Whether it's Kate Winslet or Joan Crawford or James M. Cain's
original, Mildred models an appealing blend of economic ambition, motherhood,
and romance betrayed. With a new version of Mildred Pierce airing
recently on HBO, reassessments are in order, not least because Cain himself was
so attuned to economic hard times like our own.
David Madden championed Cain long before it was fashionable. I
have in hand my 1968 copy of his Tough Guy Writers of the Thirties,
which is dedicated "To James M. Cain, twenty-minute egg of the hard-boiled
writers." This collection of criticism is still important, and in Madden's
introduction he boldly set up Cain as a perspective on the hard-boiled world of
Hemingway, Chandler, Hammett, Bellow, and McCoy. That viewpoint made the
constellation of literature taught on campus look quite different, even in
1968. Although the multi-talented Madden was principally a fiction writer (his
fourth novel, The Suicide's Wife, was nominated for a Pulitzer
Prize) and director of the creative writing program at LSU, in his free moments
he continued to champion Cain. He wrote James M. Cain (1970)
and Cain's Craft (1985), and organized the first ever James M.
Cain Conference, held at the unlikely venue of Baylor University amid the
arcana of the Robert and Elizabeth Barrett Browning Collection. I was there,
and believe me, listening to Madden begin his paper by evoking an imaginary
theater marquee and intoning "JAMES ... M ... CAIN" was, for some
years, my definition of academic cognitive dissonance.
Cain is mainstream now, but no less shocking. Students come to
him chiefly in creative writing courses, where instructors cast his gems before
students as models of clean prose: "'They threw me off the hay truck about
noon' — see if you can combine setting, character, and conflict like
that." But not so many aspiring creative writers read all of The
Postman Always Rings Twice, much less the rest of Cain's oeuvre. It is now
legit to teach Cain in American literature courses, if you ignore arched
feminist eyebrows, but students are often genuinely shocked. How can he imply
such nasty things about love, lawyers, the state, and human nature?
Roy Hoopes' monumental Cain: The Biography of James M.

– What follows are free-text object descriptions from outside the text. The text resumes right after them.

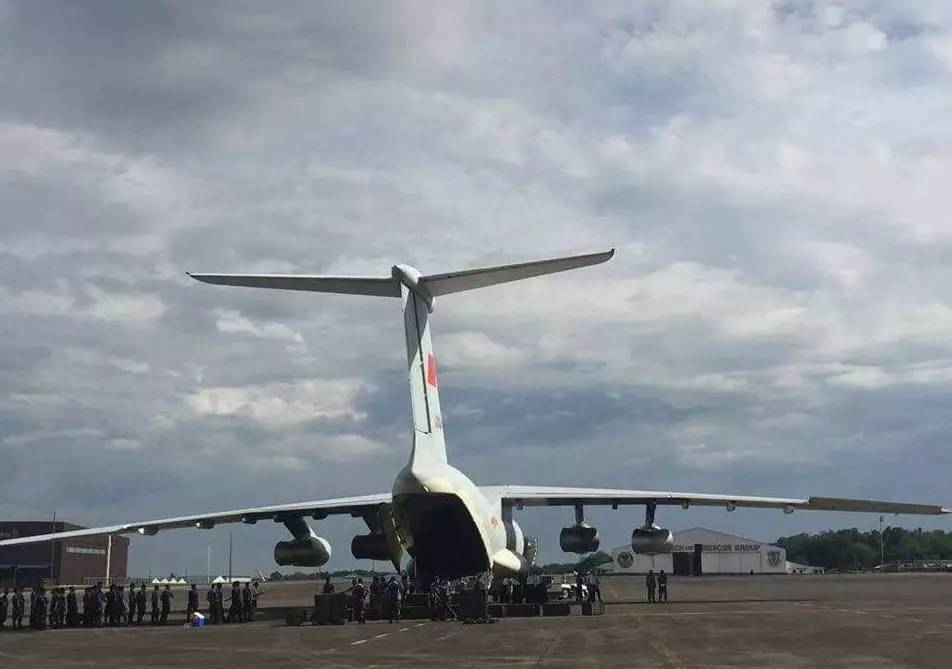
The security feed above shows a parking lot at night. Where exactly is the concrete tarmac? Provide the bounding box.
[2,574,952,667]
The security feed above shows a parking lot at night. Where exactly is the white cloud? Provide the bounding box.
[185,379,372,426]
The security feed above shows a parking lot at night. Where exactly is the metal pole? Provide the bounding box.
[228,532,233,581]
[207,544,212,584]
[879,515,885,570]
[49,510,56,585]
[105,534,113,584]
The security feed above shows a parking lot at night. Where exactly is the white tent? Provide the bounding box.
[151,578,161,584]
[159,578,169,584]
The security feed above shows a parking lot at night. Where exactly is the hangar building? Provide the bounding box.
[610,527,790,575]
[0,521,128,588]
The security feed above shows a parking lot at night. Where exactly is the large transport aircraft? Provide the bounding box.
[2,250,949,582]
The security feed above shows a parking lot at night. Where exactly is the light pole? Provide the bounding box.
[879,515,885,570]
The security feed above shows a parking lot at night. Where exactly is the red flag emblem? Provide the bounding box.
[426,353,438,387]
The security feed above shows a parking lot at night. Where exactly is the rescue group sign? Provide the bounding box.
[672,543,761,553]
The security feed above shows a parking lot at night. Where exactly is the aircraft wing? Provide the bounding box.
[486,486,951,515]
[0,493,391,547]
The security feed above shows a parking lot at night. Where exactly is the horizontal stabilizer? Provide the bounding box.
[188,249,614,301]
[421,249,614,296]
[187,273,400,297]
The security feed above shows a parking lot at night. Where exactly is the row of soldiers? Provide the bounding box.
[204,581,259,624]
[0,581,260,631]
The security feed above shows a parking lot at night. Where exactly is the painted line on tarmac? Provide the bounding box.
[350,639,368,646]
[414,622,426,627]
[648,638,685,669]
[399,627,410,632]
[635,610,808,617]
[374,633,390,639]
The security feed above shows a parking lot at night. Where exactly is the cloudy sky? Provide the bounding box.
[3,1,952,577]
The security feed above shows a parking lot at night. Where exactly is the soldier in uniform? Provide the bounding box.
[48,588,60,629]
[135,584,147,624]
[12,587,25,630]
[657,570,669,603]
[226,581,242,623]
[241,582,253,622]
[92,583,104,626]
[352,578,367,624]
[127,584,136,625]
[646,569,657,603]
[251,581,261,618]
[215,583,225,623]
[66,587,78,626]
[33,586,47,630]
[159,585,173,625]
[0,587,8,631]
[28,586,36,629]
[205,586,218,624]
[104,584,115,625]
[321,576,335,594]
[150,585,160,625]
[186,584,199,623]
[385,576,402,624]
[116,586,126,626]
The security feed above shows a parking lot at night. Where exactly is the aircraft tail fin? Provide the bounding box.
[188,249,614,470]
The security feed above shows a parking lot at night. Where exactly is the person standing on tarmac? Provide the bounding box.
[127,584,136,625]
[91,583,104,626]
[27,587,36,629]
[33,586,47,630]
[150,585,160,625]
[159,584,173,625]
[13,588,26,630]
[135,584,146,624]
[12,587,25,630]
[252,581,261,618]
[646,570,657,603]
[205,586,218,624]
[226,581,242,623]
[385,576,402,624]
[116,586,127,626]
[322,576,335,594]
[352,578,367,624]
[586,571,602,603]
[48,588,60,629]
[214,583,225,623]
[66,587,78,626]
[658,570,669,603]
[241,583,253,622]
[0,587,8,631]
[186,584,199,623]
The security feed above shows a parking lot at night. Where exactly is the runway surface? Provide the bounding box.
[2,574,952,667]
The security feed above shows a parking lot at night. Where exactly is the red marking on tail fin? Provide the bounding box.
[426,353,438,387]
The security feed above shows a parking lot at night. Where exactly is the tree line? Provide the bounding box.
[776,527,952,570]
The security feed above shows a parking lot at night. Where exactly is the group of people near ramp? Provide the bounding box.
[0,580,261,631]
[335,574,408,624]
[204,581,260,624]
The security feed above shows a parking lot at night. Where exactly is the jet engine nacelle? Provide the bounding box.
[274,537,331,567]
[560,523,600,554]
[351,533,392,562]
[631,525,674,555]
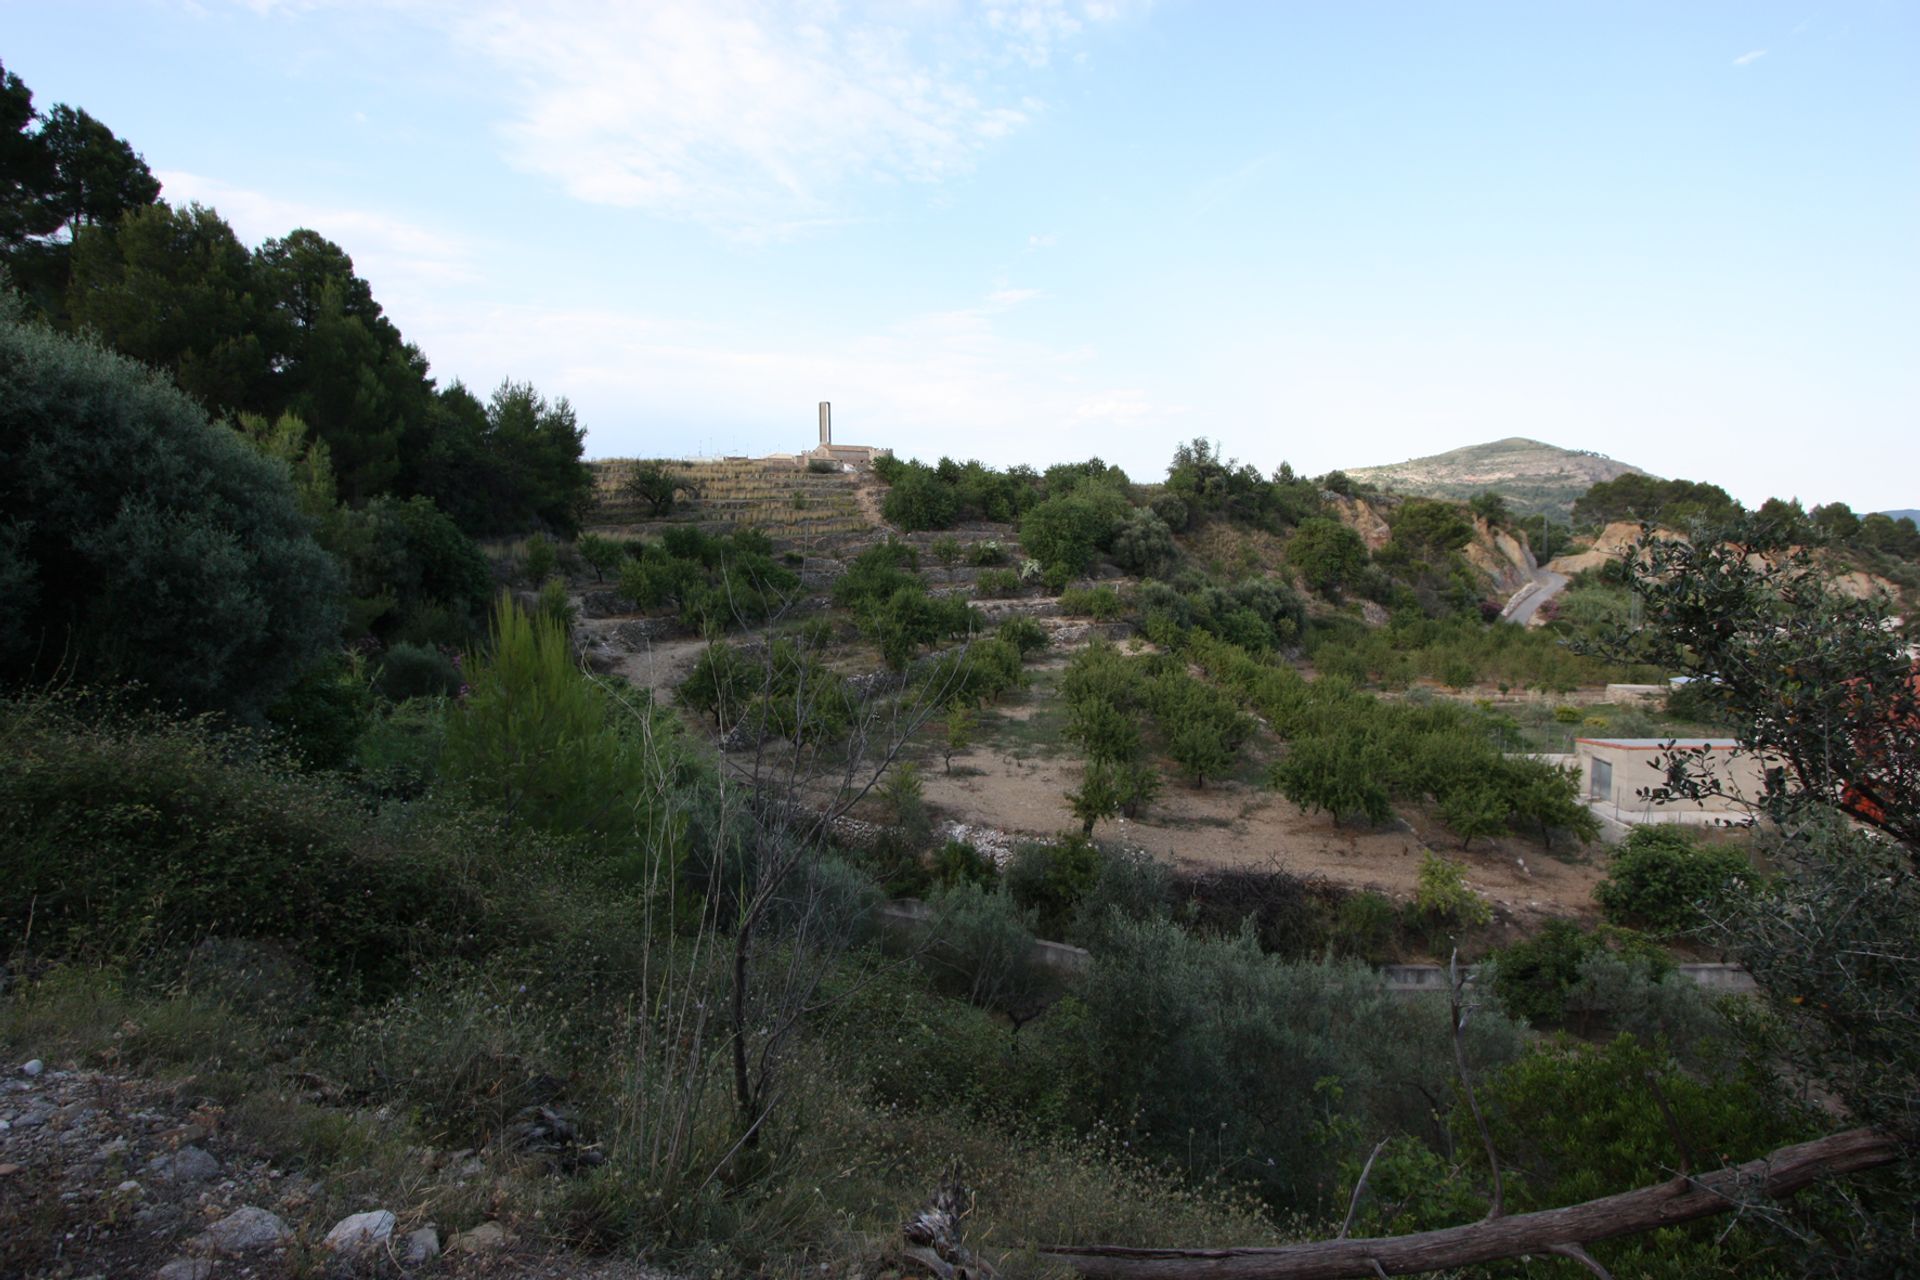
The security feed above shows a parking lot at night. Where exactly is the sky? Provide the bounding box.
[6,1,1918,510]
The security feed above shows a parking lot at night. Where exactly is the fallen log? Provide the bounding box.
[1041,1127,1898,1280]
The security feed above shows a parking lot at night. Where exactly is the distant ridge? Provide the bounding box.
[1879,509,1920,524]
[1342,437,1652,523]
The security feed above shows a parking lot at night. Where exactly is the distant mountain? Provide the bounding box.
[1879,509,1920,524]
[1341,437,1652,523]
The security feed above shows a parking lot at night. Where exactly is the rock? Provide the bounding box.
[116,1180,143,1195]
[323,1208,396,1255]
[403,1226,441,1265]
[149,1146,221,1184]
[199,1206,292,1255]
[10,1102,52,1129]
[155,1260,214,1280]
[449,1221,507,1253]
[20,1059,43,1077]
[0,1163,22,1176]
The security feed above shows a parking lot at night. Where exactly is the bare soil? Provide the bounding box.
[915,654,1607,927]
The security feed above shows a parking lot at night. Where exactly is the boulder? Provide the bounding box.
[199,1206,292,1255]
[323,1208,396,1256]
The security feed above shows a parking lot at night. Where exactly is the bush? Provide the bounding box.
[965,540,1007,567]
[523,533,558,584]
[1058,585,1123,620]
[1410,852,1492,944]
[1004,837,1102,940]
[0,299,341,720]
[0,694,501,992]
[997,616,1049,657]
[374,642,463,702]
[974,568,1023,598]
[1595,828,1754,935]
[931,839,997,889]
[444,594,693,867]
[921,883,1051,1020]
[1111,510,1178,578]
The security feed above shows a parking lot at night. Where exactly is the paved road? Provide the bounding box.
[1501,569,1569,625]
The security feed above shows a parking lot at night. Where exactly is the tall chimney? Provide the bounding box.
[818,401,831,447]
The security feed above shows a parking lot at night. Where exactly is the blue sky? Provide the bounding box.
[8,1,1917,509]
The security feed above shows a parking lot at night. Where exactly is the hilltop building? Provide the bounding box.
[775,402,889,470]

Cain (1982) helped to answer those questions. It seems that Cain was
living libidinally in the 1920s and finding his style between the wit of
Dorothy Parker and the sarcasm of H. L. Mencken, while reporting from West
Virginia coal fields and New Jersey docks. In March of this year Hilton Als
returned to the biographic in the New Yorker, linking Cain's more
positive representation of women in Mildred Pierce to his
"befriending" Kate Cummings (Cain often befriended women other than
his current wife). But no writer transcends his period simply by befriending
the right people. I myself placed Cain in a socioeconomic context in The
American Roman Noir (1995). What he has to say on that score still
resonates. It is now clear that Cain was among the most adept economic
fabulists of his epoch, a talent he honed at the Baltimore American beginning
in 1917. In The Embezzler (1940), he even named the archetypal
crime of the Depression, a judgment later confirmed by John Kenneth Galbraith.